On the surface, that seems academic. Saudi Arabia has only pumped that much oil on a handful of occasions, while Russia’s true capacity is pegged at some 10.4 mmb/d. But the additional generous headroom offered by these larger numbers means that Riyadh and Moscow will have more leeway to react to market fluctuations in 2022, which at this point remains murky. Because while there is consensus that more crude oil will be needed in 2022, there is no consensus on what that number should be. The US EIA is predicting that OPEC+ should be pumping an additional 4 million barrels collectively from June 2021 levels in order to meet demand in the first half of 2022. However, OPEC itself is looking at a figure of some 3 mmb/d, forecasting a period of relative weakness that could possibly require a brief tightening of quotas if the new delta-driven Covid surge erupts into another series of crippling lockdowns. The IEA forecast is aligned with OPEC’s, with an even more cautious bent.
But at some point with the supply pathway from August to December set in stone, although OPEC+ has been careful to say that it may continue to make adjustments to this as the market develops, the issues of headline quota numbers fades away, while compliance rises to prominence. Because the success of the OPEC+ deal was not just based on its huge scale, but also the willingness of its 23 members to comply to their quotas. And that compliance, which has been the source of major frustrations in the past, has been surprisingly high throughout the pandemic. Even in May 2021, the average OPEC+ compliance was 85%. Only a handful of countries – Malaysia, Bahrain, Mexico and Equatorial Guinea – were estimated to have exceeded their quotas, and even then not by much. But compliance is easier to achieve in an environment where demand is weak. You can’t pump what you can’t sell after all. But as crude balances rapidly shift from glut to gluttony, the imperative to maintain compliance dissipates.

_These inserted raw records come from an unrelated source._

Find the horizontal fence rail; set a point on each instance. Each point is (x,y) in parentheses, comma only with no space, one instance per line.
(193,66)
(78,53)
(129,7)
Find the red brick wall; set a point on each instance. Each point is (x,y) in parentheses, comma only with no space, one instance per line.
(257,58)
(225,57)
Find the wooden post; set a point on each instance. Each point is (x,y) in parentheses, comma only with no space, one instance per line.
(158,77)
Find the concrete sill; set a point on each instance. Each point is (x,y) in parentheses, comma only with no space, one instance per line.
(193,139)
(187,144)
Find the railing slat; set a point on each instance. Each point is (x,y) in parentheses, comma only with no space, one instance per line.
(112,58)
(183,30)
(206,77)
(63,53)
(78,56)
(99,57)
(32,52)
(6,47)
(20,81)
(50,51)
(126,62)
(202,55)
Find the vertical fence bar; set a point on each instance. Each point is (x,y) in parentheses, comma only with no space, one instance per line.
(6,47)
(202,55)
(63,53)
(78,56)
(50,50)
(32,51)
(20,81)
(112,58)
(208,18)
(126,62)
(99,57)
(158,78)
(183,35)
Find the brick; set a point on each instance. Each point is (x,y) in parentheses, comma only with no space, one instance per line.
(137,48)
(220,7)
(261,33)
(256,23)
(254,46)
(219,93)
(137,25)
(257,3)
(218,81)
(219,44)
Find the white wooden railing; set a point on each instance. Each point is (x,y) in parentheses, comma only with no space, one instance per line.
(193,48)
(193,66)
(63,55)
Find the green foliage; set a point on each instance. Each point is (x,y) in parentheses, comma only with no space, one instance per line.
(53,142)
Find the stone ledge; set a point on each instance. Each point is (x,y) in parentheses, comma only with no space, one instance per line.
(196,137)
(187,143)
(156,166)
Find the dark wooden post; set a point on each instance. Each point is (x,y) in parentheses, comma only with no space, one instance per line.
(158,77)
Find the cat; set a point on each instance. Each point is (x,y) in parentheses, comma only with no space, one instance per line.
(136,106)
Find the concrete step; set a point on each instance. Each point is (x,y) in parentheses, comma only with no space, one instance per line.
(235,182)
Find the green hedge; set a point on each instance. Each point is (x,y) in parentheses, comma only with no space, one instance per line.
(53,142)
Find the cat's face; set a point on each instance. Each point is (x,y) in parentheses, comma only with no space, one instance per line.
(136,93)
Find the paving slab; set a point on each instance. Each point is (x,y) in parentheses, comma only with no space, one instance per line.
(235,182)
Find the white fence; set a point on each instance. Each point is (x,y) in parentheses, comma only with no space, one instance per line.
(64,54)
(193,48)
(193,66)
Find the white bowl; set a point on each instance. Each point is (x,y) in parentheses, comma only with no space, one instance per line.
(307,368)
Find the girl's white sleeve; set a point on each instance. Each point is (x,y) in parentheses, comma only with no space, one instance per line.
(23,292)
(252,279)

For now, OPEC+ has managed to placate the market with its ability to corral its members together to set some certainty for the immediate future of crude. Brent crude prices have now been restored above US$70/b, with WTI also climbing. The spat between Saudi Arabia and the UAE may have surprised and shocked market observers, but there is still unity in the club. However, that unity is set to be tested. By the end of 2021, the focus of the OPEC+ supply deal will have shifted from theoretical quotas to actual compliance. Abu Dhabi has managed to lift the tide for all OPEC+ members, offering them more room to manoeuvre in a recovering market, but discipline will not be uniform. And that’s when the fireworks will really begin.